O roteiro, de fato, como aquela frase deixa claro, foi “inspirado” numa única reportagem. Publicada em 2015, pelo New York Times. Entre tantas, escritas sobre Scharp. Traz a história de Earl Stone, personagem de Clint Eastwood. Um homem, perto dos 90 anos de idade, que aceita transportar drogas no seu carro, em suas intermináveis viagens – feitas, por imposição de suas atividades como floricultor -, pelo interior dos Estados Unidos.
Idoso, sem antecedentes criminais, com justificativas reais para aquele trânsito permanente nas estradas, Stone se torna “mula” dos sonhos dos traficantes de drogas. Função arriscada que ele termina aceitando, quando não mais conseguiu, na floricultura, renda suficiente para amparar materialmente sua família. Àquela altura, já desintegrada, num clima de rancor, por causa da permanente ausência dele. Stone quer resgatá-la. Para isto, sacrificou a antiga honorabilidade. Tranquilo, sem sentir-se atormentado, até com certa alegria.
Mas, um dia – era obviamente inevitável -, foi flagrado pela polícia, na estrada. Preso, ele assumiu sua culpa, dignamente. E, como prêmio, recebeu o perdão da mulher e da filha – mãe da neta a quem amava.
Assim, através deste roteiro contratado por ele, Clint mostra em mais um filme, a trajetória de um homem solitário. Alguém senhor dos seus atos, que escolhe um destino. Assumindo, sozinho, com coragem, a responsabilidade por ele. Numa visão de mundo que poderia se aproximar do Existencialismo, se não exaltasse tanto a família, como valor do conservadorismo político. E não desculpabilizasse a sociedade por influir perversamente, muitas vezes, nos destinos humanos. Ambas atitudes naturais, num fervoroso eleitor do Partido Republicano, como é o notável cineasta.
Dois elementos da biografia de Scharp receberiam destaque no roteiro, se ele fosse realista. E não tratados superficialmente, como no filme. Scharp não era apenas um velho que serviu ao tráfico. Era um herói americano, condecorado por bravura na Segunda Guerra Mundial.

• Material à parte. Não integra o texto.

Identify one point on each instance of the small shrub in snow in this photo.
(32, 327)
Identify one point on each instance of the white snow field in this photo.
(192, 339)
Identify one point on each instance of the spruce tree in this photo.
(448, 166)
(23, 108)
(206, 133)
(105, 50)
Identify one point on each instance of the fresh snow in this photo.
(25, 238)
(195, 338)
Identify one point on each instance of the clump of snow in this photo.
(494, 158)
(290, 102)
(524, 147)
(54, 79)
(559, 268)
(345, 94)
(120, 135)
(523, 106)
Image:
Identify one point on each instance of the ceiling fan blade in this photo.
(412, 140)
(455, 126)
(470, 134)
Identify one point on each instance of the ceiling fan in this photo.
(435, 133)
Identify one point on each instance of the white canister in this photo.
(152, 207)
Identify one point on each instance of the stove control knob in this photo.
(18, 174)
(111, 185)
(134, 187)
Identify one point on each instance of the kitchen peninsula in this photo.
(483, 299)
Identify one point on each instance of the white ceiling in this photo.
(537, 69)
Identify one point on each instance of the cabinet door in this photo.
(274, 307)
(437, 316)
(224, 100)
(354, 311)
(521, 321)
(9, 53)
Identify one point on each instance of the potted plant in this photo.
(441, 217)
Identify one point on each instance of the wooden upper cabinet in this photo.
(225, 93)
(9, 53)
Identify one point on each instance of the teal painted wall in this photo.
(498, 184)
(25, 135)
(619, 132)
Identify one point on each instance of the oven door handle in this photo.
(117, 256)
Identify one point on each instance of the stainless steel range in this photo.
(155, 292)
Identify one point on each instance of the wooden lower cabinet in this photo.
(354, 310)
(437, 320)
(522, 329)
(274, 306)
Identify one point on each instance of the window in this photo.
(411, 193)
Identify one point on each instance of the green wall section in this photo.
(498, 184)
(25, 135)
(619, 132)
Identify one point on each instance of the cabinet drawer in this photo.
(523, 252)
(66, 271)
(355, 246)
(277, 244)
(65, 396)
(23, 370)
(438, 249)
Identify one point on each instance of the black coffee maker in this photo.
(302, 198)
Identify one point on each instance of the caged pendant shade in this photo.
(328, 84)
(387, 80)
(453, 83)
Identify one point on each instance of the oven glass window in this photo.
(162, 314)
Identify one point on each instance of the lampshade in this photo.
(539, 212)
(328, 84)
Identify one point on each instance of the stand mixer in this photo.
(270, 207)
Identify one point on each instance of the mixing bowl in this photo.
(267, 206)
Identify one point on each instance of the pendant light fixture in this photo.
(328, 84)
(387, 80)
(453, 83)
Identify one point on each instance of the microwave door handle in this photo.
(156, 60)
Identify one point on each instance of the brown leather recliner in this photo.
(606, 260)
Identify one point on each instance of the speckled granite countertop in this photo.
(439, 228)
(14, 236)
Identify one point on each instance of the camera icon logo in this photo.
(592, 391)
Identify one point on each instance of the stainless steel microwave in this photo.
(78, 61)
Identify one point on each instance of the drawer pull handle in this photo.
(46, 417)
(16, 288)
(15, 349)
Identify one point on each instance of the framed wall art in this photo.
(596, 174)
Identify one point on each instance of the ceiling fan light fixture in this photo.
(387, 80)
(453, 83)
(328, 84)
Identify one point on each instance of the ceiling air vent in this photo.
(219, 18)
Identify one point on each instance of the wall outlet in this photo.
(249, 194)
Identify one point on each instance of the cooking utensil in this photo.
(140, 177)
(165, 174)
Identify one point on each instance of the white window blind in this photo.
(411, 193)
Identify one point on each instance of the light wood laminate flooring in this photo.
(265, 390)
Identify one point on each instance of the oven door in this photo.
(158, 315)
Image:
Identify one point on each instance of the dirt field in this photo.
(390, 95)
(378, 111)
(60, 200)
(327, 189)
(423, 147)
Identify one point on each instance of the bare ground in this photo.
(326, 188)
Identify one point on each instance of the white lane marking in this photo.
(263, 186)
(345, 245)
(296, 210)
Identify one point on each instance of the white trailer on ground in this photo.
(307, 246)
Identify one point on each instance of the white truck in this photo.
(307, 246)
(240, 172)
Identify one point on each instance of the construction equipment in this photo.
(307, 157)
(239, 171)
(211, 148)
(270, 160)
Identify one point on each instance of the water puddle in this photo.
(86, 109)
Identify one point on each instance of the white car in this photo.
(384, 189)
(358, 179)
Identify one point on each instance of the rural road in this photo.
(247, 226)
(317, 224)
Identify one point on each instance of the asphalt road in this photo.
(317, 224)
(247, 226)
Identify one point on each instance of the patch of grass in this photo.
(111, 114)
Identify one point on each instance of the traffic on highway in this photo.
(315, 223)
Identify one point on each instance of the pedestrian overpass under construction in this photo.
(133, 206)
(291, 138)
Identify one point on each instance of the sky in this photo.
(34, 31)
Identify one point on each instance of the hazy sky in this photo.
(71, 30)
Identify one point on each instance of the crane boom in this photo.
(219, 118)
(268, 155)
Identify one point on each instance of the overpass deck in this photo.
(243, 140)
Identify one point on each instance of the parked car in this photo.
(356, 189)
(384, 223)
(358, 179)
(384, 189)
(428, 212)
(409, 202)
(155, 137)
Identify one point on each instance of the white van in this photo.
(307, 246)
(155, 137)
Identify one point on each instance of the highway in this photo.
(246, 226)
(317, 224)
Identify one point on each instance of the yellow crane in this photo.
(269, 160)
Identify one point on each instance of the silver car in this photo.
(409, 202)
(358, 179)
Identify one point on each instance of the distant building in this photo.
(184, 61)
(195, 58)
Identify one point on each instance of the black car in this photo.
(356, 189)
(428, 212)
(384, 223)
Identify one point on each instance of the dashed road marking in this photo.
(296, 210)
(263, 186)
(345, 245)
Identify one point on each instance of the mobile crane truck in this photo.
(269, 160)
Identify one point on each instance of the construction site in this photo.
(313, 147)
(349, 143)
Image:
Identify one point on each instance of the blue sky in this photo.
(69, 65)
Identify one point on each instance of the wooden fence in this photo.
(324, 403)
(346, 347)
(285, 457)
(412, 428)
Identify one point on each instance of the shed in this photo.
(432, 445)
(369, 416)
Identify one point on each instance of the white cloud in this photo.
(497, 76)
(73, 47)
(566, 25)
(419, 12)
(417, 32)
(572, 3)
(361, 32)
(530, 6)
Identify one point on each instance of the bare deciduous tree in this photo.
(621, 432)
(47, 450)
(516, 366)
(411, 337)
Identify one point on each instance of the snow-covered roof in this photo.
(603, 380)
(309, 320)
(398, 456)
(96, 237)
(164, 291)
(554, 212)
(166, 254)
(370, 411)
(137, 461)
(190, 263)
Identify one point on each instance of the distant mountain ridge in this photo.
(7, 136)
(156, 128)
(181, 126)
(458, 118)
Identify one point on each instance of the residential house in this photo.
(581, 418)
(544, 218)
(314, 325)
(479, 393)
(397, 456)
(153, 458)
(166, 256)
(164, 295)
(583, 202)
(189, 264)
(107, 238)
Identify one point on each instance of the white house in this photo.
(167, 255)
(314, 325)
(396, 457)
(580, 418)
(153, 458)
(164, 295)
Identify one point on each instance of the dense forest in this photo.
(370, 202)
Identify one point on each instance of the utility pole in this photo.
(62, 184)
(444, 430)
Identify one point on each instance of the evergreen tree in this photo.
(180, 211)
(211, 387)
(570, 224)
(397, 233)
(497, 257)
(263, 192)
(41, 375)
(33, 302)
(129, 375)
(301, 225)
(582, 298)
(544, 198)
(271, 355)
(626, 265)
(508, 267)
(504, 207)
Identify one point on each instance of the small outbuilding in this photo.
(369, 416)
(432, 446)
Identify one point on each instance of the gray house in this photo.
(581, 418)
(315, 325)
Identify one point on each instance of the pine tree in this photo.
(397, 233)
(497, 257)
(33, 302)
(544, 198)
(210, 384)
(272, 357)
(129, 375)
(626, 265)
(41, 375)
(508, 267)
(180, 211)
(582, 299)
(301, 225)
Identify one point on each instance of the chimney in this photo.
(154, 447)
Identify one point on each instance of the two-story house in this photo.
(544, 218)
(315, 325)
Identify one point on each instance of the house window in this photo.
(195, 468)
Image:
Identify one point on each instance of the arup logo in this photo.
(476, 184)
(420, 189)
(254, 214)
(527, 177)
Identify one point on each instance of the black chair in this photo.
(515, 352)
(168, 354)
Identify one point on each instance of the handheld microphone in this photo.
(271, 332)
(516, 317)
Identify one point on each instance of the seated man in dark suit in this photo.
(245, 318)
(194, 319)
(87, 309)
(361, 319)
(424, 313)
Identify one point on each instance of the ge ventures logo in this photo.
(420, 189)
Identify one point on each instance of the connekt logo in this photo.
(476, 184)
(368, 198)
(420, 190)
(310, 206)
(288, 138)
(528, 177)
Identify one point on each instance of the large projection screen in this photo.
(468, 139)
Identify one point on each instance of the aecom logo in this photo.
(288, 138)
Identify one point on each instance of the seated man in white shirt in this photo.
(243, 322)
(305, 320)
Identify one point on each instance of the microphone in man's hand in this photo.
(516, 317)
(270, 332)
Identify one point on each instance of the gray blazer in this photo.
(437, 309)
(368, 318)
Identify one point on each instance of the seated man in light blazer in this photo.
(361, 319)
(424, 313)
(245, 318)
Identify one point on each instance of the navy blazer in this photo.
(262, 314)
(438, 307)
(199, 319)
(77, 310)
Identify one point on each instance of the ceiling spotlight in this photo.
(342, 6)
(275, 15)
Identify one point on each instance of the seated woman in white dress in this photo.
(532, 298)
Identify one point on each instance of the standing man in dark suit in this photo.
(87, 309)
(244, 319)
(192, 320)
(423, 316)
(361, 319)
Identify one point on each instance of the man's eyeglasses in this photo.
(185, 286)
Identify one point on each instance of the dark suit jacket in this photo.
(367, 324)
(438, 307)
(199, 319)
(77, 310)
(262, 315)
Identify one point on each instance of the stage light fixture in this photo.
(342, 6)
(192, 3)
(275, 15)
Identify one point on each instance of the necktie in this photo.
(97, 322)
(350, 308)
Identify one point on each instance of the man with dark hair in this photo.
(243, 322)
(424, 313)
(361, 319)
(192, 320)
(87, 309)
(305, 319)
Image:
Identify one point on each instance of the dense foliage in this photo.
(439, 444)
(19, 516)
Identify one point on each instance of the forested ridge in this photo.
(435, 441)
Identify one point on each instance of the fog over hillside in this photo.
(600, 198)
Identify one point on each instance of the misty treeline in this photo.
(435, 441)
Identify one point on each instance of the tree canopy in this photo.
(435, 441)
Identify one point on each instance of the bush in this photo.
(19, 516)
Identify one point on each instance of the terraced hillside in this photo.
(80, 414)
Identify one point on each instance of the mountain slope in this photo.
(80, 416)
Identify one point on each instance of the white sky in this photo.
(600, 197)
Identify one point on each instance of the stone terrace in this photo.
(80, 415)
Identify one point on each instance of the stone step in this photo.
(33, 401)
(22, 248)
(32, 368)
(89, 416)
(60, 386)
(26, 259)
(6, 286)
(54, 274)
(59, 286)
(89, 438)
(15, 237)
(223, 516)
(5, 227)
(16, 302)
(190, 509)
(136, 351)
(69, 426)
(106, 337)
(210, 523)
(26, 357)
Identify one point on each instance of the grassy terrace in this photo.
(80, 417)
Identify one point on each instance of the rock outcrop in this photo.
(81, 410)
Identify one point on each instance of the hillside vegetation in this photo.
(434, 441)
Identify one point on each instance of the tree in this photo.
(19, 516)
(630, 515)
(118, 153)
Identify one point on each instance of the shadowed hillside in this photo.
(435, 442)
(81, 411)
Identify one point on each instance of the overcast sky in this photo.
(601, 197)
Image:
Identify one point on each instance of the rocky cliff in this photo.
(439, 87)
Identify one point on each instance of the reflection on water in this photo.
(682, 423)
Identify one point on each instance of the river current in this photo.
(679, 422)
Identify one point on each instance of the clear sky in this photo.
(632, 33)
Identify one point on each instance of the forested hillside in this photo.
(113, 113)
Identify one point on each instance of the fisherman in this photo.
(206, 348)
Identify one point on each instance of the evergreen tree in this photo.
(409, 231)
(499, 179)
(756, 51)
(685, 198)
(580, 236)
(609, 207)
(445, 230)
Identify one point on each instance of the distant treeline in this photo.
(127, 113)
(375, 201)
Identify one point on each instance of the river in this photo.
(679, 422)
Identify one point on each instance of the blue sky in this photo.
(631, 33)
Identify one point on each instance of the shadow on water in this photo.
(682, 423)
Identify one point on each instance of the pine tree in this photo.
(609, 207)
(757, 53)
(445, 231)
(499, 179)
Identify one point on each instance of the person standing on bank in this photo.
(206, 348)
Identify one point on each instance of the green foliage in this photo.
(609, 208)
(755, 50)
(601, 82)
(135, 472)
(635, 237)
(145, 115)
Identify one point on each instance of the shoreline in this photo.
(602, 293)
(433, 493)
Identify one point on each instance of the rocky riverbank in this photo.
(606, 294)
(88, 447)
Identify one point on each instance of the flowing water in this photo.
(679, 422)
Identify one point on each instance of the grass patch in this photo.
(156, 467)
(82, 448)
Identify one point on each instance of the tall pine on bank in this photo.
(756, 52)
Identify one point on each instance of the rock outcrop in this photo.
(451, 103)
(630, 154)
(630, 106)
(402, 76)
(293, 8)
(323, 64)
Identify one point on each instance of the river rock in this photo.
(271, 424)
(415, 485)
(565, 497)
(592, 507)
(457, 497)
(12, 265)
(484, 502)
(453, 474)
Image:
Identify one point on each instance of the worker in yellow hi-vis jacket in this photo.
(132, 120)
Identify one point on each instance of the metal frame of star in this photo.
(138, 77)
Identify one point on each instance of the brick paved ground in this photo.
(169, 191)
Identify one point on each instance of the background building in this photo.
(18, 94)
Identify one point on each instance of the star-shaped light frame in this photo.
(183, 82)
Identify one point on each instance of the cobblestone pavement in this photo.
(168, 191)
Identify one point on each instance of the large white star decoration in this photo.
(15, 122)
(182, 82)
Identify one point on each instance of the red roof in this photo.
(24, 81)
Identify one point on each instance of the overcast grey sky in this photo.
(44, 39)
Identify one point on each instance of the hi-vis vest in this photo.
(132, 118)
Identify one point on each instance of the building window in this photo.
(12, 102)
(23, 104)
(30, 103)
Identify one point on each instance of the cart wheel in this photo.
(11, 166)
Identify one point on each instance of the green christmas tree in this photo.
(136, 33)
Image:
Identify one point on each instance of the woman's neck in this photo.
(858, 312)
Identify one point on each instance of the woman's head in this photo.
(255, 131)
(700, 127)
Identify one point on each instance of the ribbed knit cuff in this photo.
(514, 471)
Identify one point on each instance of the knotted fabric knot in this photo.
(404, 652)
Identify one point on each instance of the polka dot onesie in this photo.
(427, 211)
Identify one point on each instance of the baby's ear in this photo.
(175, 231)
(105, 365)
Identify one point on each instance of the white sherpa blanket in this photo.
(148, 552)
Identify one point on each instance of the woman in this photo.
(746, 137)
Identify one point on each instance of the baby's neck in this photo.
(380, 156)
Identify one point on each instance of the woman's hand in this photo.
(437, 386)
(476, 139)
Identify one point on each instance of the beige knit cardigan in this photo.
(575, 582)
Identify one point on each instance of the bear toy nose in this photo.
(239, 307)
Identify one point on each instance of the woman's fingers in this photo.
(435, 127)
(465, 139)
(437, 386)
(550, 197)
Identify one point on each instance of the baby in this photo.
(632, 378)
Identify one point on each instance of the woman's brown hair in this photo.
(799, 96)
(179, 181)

Mais, ainda: era um gênio da floricultura. Depois da guerra, ele viajou muito porque recebeu inúmeros convites para expor suas experiências com polinização de flores. Foi Scharp quem criou o espetacular lírio “Ojo Poco”. Dotado de pétalas cor de damasco e "olho” vermelho, no centro. Aberto, só mede 6 centímetros. O lírio tem o nome científico de Hemerocallis Siloam Leo Sharp. Em homenagem a ele. O velho que “inspirou” Nick Schenk. Uma vítima de engrenagem social cruel dos EUA.